Re: Syntax vs Semantics vs XML Schema vs RDF Schema vs QNames vs URIs (was RE: Using urn:publicid: for namespaces) from David Allsopp on 2001-08-16 (www-rdf-interest@w3.org from August 2001)

From: David Allsopp <dallsopp@signal.dera.gov.uk>
Date: Thu, 16 Aug 2001 14:13:50 +0100
To: Patrick.Stickler@nokia.com
CC: www-rdf-interest@w3.org
Message-ID: <3B7BC70E.3EB5EF41@signal.dera.gov.uk>
Patrick.Stickler@nokia.com wrote:

> > Ok, I'm confused as to what you meant - you appeared to be saying that
> > it was difficult to refer to the anonymous resource because you would
> > have to use its 'surrounding' related nodes to identify it.  My point
> > was that even if the node does have an opaque URL, if the
> > data are at a
> > remote site or agent you have no idea what that URL string
> > is, and have
> > to form a query in order to find out.  This query would of course use
> > the related nodes, so the situation is no different.
> 
> But surely such dereferencing of resource URIs is separate from
> any inferences being made to a given knowledge base. An agent might
> query an RDF knowledge base (agent) to get the URI of a resource from
> which it might be able to retrieve more knowledge, which could
> be syndicated into the RDF knowlege base, but such retrieval and
> syndication of knowledge is outside the scope of basic query
> and inference processes operating on the knowledge base proper.
> 
> Right?

I'm afraid I don't understand your distinction. Querying a remote RDF
model and querying a local RDF model are pretty much the same to me in
principle; I work with agent-based systems that exchange RDF via
messages.

> > > > John --hasFather--> [] --age--> 84
> > > >
> > > > John --hasFather--> [] --age--> 84
> > > >
> > > > compared with
> > > >
> > > > John --hasFather--> randomgenid0123456789 --age--> 84
> > > >
> > > > John --hasFather--> randomgenid9876543210 --age--> 84
> > > >
> > > > where [] represents an anonymous node.
> > > >
> > > > The point is that we don't know the name of John's father, so
> > > > assigning
> > > > him a random name makes our life harder, not easier,
> > since everybody
> > > > necessarily assigns him a _different_ random name.
> > >
> > > But this is exactly my point.

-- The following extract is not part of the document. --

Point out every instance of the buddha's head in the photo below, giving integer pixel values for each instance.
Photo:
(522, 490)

There is no such thing as an anonymous
> > > node! It always gets a randomly generated system identifier!
> >
> > So what? In principle, the system can keep track of which nodes are in
> > fact anonymous and distinguish them from the others.
> 
> Eh? Fair enough, in principle, but is that a requirement of the RDF spec?

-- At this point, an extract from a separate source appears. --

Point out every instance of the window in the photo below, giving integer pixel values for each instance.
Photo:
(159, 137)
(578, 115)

No; some applications presumably don't need to distinguish them. If you
just want to access data frm a single RDF document, then generating a
locally-unique name for each anonymous resource will work just fine. 
However, if that application exports the data to someone else, then
those ID's had better be either truly unique (probably impossible, but
we can get close) or be indicated as anonymous in some way (either by
being serialised as such using the current M&S, or by some other as-yet
undefined way). Otherwise they could cause problems.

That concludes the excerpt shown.